La rédaction de cet article est vraiment confuse.
Nous souhaitons, je le répète, que l'enregistrement des interpellations soit généralisé mais les circonstances d'une interpellation ne peuvent pas être rapprochées du cadre procédural de la garde à vue. On mélange les torchons et les serviettes ! Ce débat n'a rien à voir avec la loi sur la présomption d'innocence de 2000 modifiée en 2007.
Il existe aujourd'hui de nombreuses circonstances dans lesquelles un enregistrement audiovisuel est effectué, par exemple dans les transports en commun – les incidents de la gare du Nord ont ainsi été filmés. Cela permet de prouver qui a fait quoi. À ce moment-là, on extrait de ces enregistrements des photos parce qu'il est plus facile pour les magistrats de consulter des photos dans un dossier que de visionner tout un CD-ROM vidéo. Ces documents sont versés à la procédure, comme pièces cotées attestant le déroulement des faits, par exemple que tel individu qui portait un sweet-shirt jaune était présent ou que les policiers ont procédé de telle ou telle manière.
C'est le droit commun de la preuve. Aujourd'hui, les enregistrements audiovisuels ne posent aucun problème de preuve. D'ailleurs, quand Christian Estrosi voulait à toute force montrer, lors des auditions, que l'article 4 ferait de l'enregistrement audiovisuel une preuve, les policiers lui rétorquaient unanimement que c'était déjà une preuve aujourd'hui.
Après l'adoption de cet article 4, ce ne sera plus pareil. En effet, l'avocat n'aura plus accès à l'enregistrement puisque vous avez repoussé l'amendement n° 29 que nous venons de vous proposer. Vous dérogez à l'article 114 du code de procédure pénale. Désormais, l'enregistrement audiovisuel que vous versez au dossier ne sera plus mis à la disposition des avocats.

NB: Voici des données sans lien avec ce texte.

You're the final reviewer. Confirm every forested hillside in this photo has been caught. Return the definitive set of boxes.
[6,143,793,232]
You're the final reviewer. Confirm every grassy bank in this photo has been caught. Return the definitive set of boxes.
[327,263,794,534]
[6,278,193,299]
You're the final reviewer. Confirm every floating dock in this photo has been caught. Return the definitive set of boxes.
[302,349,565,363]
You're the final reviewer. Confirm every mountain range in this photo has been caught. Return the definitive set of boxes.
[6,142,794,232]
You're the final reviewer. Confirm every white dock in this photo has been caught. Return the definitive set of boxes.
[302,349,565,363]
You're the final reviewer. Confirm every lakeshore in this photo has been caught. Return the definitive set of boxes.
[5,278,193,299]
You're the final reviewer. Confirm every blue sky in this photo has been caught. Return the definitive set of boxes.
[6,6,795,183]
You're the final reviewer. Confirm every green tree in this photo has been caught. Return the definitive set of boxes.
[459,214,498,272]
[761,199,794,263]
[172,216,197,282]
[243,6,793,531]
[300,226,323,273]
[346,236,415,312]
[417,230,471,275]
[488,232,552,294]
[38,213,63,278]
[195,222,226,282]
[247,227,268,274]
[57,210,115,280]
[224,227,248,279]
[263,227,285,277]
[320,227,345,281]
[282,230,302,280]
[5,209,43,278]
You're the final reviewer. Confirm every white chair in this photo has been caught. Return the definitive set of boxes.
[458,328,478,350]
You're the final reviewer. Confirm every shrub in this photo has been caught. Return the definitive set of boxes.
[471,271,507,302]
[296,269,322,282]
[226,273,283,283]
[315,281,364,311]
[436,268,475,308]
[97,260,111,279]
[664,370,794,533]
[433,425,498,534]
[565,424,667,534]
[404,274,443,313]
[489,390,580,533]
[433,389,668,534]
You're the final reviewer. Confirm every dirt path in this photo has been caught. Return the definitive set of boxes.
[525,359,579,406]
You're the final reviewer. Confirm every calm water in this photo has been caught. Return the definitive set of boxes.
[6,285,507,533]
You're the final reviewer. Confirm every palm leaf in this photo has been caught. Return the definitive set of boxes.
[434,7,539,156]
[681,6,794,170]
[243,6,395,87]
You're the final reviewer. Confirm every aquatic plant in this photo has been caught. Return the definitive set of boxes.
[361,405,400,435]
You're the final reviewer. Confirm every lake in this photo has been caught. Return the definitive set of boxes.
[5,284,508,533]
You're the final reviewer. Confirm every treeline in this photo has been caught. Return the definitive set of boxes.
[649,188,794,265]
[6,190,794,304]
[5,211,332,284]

Pourtant, l'enregistrement n'est pas forcément un élément à charge pour les policiers, il peut être aussi un élément à décharge qui montre que telle interpellation faisant l'objet d'une plainte s'est déroulée normalement. Si on détruit tout de suite la bobine, on ne peut pas l'utiliser comme un élément de preuve qui permettrait de montrer la bonne foi de la police nationale, de prouver qu'elle a été confrontée à une rébellion, à des agissements violents.
Franchement, tel qu'il est écrit, cet article n'est ni fait ni à faire. La seule volonté du groupe socialiste, au travers de ses amendements, c'est de le rendre utile, alors que vous êtes en train de mettre en place un dispositif juridique tarabiscoté interdisant aux avocats de la défense de consulter l'enregistrement, ce qui pose un problème majeur.